PDF is a subset of Postscript, which is a full-blown programming language disguised as a page description language.

People who think of the format as "adversarial" are wrong. Adobe never gave a shit about being adversarial in that sense.

The problem is that PDF is not a file format, it's a defined subset of a programming language (PostScript) used for portable rendering with fidelity. It's portable, in the sense that it should render the same way on whatever device it's rendered on (printed on a page or mastered to a display). And it's portable because it doesn't allow any postscript job-level commands, and it tries to ensure that each PDF File is standalone and can be concatenated together into a multi-page document or embedded in another document.

Postscript (and PDF) are also postfix, which can be confusing.

> PDF is a subset of Postscript

That’s a bit of an oversimplification. There’s a whole layer of structure atop the postscript subset. Much software deals only with that layer, never looking into the chunks of rendering code. That’s plenty complicated already!

> Postscript (and PDF) are also postfix, which can be confusing.

I handwrote quite a bit of postscript wsy back when. It wasn’t that bad, really, you just had to keep the state of the stack firmly in your head. Being used to HP scientific calculators helped. I would never dream of handwriting a pdf file, though. Even the low level parts are harder to deal with, since most command names have been shortened to a single letter for efficiency.

Postfix is fine, you get used to it fairly quickly. But when you've finished and want to go the the toilet, you walk there backwards.
What libraries do you see as being SOTA? Fitz? Tika?

My hope is that computer vision + OCR will solve this once and for all in near future.

To be 100% honest it's been a while since I looked into libraries for it, so I couldn't say.

Your second comment rings true, and in my opinion, we are there. Highly recommend throwing some PDFs at AWS Textract and checking out the quality, it wasn't there a few years ago, can safely state it's there now though. I threw stuff at it that previously would just spit out trash, and it handled it fairly well, specifically for table data extraction (I was looking at public stock market quarterly reports).

Cost is the kicker for me, 1000 pages for $15, adds up fairly quickly at any sort of scale!

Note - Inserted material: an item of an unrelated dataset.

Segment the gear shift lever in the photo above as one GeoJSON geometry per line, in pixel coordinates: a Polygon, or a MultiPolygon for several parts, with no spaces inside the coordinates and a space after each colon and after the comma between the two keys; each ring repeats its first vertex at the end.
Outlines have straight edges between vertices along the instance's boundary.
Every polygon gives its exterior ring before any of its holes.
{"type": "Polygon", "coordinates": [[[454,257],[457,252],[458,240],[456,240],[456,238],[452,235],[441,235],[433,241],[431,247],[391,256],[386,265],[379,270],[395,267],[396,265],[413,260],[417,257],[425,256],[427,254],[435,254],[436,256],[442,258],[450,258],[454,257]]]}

OCR is built into Adobe's PDF reader, issue is it's 15$ a month.

I really want to see OCR become easier to use, but I don't know why it's such a hard problem in the first place.

There is the python library ocrmypdf https://ocrmypdf.readthedocs.io/en/latest/ that works really well. I have found the results comparable to Adobe in accuracy.

I believe it uses tesseract, ghostscript and some other libraries.

Speaking of ghostscript, one way to deal with problematic PDFs is to print them to file and deal with the result instead.

Any open source apps integrate this ?

I'd love to just be able to search a PDF document for a string and get a list of results.